I am trying to re-code a large set of text data into either a text or numeric value.
My data set includes names of coffee shops. I would like to re-code these coffee shops into either "corporation" or "small business". The problem is there are variations in how these coffee shops are spelled (e.g., starbucks vs. starbcks, vs. starbucks coffee). I would like to create a code that scans the dataset for the word "star" and re-codes it into "corporation".
Example data:
customers <- data.table(customer_id = c(1, 2, 3, 4, 5, 1, 2, 3, 4, 5),
store = c("starbcks", "peets", "coffee bean", "drnk", "starbucks", "coffee ben", "coffee bean", "coffee bean", "drnk", "starbucks coffee"))

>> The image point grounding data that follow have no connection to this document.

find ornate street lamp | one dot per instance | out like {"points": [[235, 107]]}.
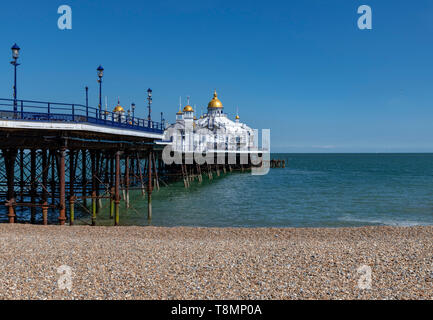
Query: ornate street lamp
{"points": [[162, 121], [133, 112], [15, 54], [100, 71], [149, 100]]}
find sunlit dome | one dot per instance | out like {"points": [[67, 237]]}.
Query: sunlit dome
{"points": [[215, 102], [188, 108], [118, 108]]}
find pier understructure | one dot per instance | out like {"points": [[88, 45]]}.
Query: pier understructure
{"points": [[57, 157]]}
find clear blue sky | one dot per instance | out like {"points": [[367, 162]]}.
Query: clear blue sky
{"points": [[301, 68]]}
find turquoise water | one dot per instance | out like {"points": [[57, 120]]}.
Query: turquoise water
{"points": [[315, 190]]}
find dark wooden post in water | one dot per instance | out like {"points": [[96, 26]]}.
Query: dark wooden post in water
{"points": [[93, 161], [71, 187], [149, 187], [33, 185], [45, 168], [117, 194], [84, 176], [9, 160], [62, 188], [127, 180], [112, 193], [22, 174]]}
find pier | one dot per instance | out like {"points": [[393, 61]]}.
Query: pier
{"points": [[56, 157]]}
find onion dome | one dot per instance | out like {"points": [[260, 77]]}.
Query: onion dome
{"points": [[188, 108], [215, 102], [118, 108]]}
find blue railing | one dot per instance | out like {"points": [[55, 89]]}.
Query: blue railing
{"points": [[65, 112]]}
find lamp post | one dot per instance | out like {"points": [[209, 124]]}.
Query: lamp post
{"points": [[15, 54], [162, 121], [100, 75], [149, 100], [133, 113]]}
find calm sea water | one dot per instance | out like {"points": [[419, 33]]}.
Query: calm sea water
{"points": [[315, 190]]}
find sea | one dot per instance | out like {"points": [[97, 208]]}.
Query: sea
{"points": [[314, 190]]}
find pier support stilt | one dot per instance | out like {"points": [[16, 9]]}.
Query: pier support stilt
{"points": [[33, 185], [72, 167], [93, 160], [149, 187], [127, 180], [45, 169], [117, 186], [9, 160], [62, 187]]}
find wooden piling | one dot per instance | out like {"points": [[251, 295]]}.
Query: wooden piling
{"points": [[149, 187], [116, 188], [62, 187]]}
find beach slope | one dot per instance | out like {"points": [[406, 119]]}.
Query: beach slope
{"points": [[201, 263]]}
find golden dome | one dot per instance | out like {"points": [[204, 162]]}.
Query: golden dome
{"points": [[215, 102], [118, 108], [188, 108]]}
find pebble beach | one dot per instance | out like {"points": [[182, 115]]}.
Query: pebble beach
{"points": [[203, 263]]}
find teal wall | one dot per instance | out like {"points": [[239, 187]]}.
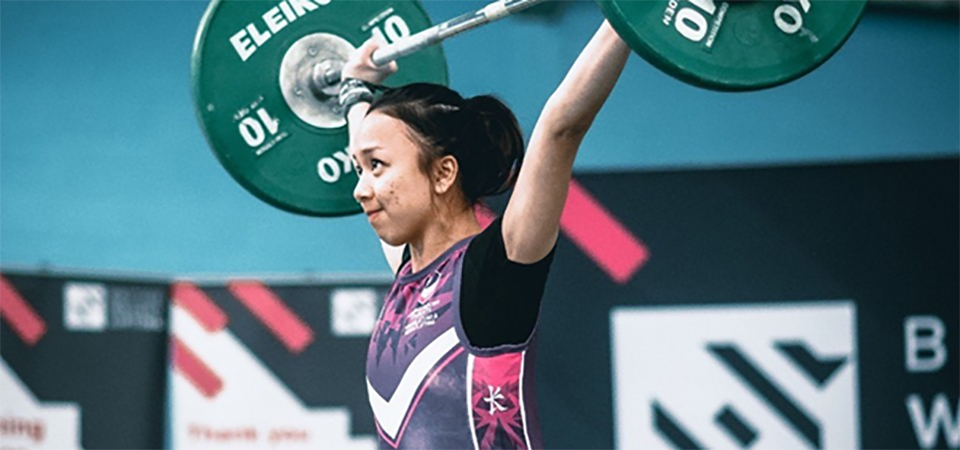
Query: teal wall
{"points": [[103, 165]]}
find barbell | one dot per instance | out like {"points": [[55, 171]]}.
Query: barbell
{"points": [[265, 73]]}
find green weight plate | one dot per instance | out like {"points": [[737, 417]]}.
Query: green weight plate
{"points": [[278, 135], [737, 45]]}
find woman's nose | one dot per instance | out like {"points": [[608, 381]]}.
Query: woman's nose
{"points": [[362, 190]]}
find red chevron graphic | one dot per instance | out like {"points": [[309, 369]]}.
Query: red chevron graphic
{"points": [[601, 236], [20, 314], [190, 366], [274, 314], [189, 297]]}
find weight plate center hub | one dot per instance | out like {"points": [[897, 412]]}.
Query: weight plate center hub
{"points": [[315, 105]]}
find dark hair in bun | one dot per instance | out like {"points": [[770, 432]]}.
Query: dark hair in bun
{"points": [[480, 132]]}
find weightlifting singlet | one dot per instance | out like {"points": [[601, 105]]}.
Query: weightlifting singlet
{"points": [[428, 387]]}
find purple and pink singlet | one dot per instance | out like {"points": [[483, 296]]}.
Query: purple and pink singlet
{"points": [[428, 387]]}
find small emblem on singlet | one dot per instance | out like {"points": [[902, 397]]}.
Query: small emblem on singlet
{"points": [[492, 400], [421, 317], [430, 286]]}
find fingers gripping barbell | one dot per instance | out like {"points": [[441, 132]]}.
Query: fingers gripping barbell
{"points": [[265, 73]]}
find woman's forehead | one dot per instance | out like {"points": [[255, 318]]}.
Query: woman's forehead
{"points": [[380, 133]]}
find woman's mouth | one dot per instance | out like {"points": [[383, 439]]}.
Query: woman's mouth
{"points": [[373, 213]]}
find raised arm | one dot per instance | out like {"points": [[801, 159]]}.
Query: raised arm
{"points": [[531, 222]]}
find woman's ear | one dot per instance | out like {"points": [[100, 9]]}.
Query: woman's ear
{"points": [[445, 171]]}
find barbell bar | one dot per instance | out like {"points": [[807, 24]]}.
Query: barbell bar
{"points": [[264, 73]]}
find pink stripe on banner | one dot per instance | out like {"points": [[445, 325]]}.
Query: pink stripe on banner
{"points": [[190, 366], [601, 236], [274, 314], [189, 297], [20, 315]]}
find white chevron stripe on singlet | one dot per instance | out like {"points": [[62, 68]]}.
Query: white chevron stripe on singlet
{"points": [[390, 414]]}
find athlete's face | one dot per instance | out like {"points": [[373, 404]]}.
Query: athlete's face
{"points": [[394, 193]]}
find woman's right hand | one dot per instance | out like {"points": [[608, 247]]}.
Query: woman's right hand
{"points": [[360, 65]]}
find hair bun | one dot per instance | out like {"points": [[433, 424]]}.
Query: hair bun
{"points": [[497, 144]]}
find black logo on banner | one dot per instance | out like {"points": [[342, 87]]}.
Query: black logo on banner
{"points": [[745, 376], [765, 388]]}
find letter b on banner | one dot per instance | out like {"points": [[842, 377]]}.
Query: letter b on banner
{"points": [[923, 342]]}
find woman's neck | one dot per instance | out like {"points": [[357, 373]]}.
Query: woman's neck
{"points": [[440, 234]]}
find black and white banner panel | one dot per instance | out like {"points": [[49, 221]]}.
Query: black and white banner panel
{"points": [[792, 307], [83, 363], [266, 364]]}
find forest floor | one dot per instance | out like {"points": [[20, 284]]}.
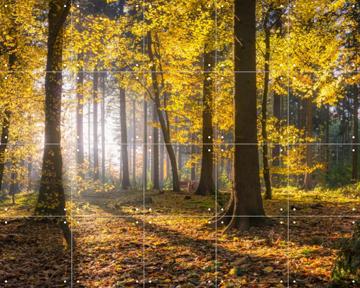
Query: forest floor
{"points": [[167, 241]]}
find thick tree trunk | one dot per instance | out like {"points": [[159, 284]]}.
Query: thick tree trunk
{"points": [[103, 170], [155, 151], [95, 125], [355, 137], [79, 123], [164, 126], [206, 183], [5, 129], [245, 207], [265, 152], [125, 181], [145, 146], [51, 198], [308, 131]]}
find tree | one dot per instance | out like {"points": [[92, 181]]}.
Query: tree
{"points": [[165, 128], [206, 183], [245, 205], [79, 122], [125, 181], [95, 124]]}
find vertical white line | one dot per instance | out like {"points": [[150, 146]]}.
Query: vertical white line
{"points": [[71, 189], [144, 170], [215, 155], [288, 146]]}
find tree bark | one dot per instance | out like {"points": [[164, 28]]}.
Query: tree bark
{"points": [[95, 125], [355, 137], [125, 181], [103, 170], [245, 207], [4, 142], [79, 123], [308, 132], [134, 143], [206, 184], [265, 149], [5, 128], [51, 198], [145, 161], [164, 126], [155, 151]]}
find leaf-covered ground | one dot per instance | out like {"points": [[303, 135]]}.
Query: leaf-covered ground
{"points": [[167, 241]]}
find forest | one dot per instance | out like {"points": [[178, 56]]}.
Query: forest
{"points": [[179, 143]]}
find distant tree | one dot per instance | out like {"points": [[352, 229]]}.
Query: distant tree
{"points": [[125, 181]]}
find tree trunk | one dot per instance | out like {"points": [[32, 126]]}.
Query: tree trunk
{"points": [[79, 123], [145, 146], [265, 152], [134, 144], [103, 172], [51, 198], [193, 166], [355, 136], [308, 132], [89, 137], [206, 184], [5, 128], [155, 151], [125, 182], [245, 207], [95, 125], [162, 159], [4, 142], [164, 126]]}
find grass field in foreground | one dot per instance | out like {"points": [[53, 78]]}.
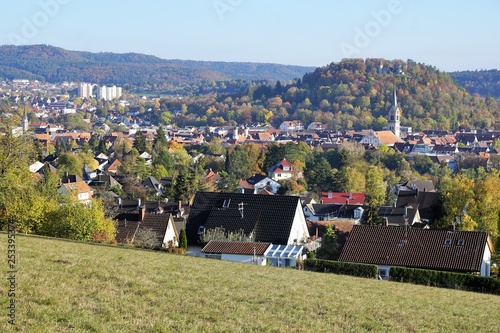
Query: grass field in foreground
{"points": [[73, 287]]}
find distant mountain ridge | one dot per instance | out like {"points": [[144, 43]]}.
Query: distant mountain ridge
{"points": [[54, 64], [481, 82]]}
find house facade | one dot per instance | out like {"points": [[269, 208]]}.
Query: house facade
{"points": [[261, 218], [284, 170], [444, 250]]}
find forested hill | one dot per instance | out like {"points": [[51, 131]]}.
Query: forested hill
{"points": [[479, 82], [357, 93], [53, 64]]}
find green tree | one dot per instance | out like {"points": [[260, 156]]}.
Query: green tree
{"points": [[375, 186], [139, 142], [183, 239], [319, 176], [79, 222], [329, 249], [239, 163]]}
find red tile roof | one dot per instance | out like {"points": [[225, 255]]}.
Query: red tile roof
{"points": [[245, 248], [342, 198]]}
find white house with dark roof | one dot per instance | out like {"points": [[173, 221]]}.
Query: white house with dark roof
{"points": [[444, 250], [284, 170], [254, 253], [262, 218]]}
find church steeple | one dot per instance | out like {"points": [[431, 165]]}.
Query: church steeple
{"points": [[395, 116]]}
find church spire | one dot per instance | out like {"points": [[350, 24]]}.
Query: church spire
{"points": [[395, 98]]}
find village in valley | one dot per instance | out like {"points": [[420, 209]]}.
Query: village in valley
{"points": [[257, 193]]}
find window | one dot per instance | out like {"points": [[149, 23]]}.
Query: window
{"points": [[382, 274]]}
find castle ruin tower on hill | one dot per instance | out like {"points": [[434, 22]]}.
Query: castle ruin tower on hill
{"points": [[395, 117]]}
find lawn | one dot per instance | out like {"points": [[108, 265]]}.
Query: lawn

I would like to recode the "store" column into "type", which i would then factor and re-code into a numeric value.
customers <- data.table(customer_id = c(1, 2, 3, 4, 5, 1, 2, 3, 4, 5),
store = c("starbcks coffee", "portfolios", "coffee bean", "sharkhead", "starbucks", "coffee ben", "cuppa cuppa", "coffee bean", "drnk", "starbucks coffee"),
type = c("corporation", "small business", "corporation", "small business", "corporation", "corporation", "small business", "corporation", "corporation", "corporation"),
rc_type = c(1, 2, 1, 2, 1, 1, 2, 1, 1, 1))
I have looked into the stringr package and tried the standard way of re-coding, but to no avail. Any help is appreciate. Thank you!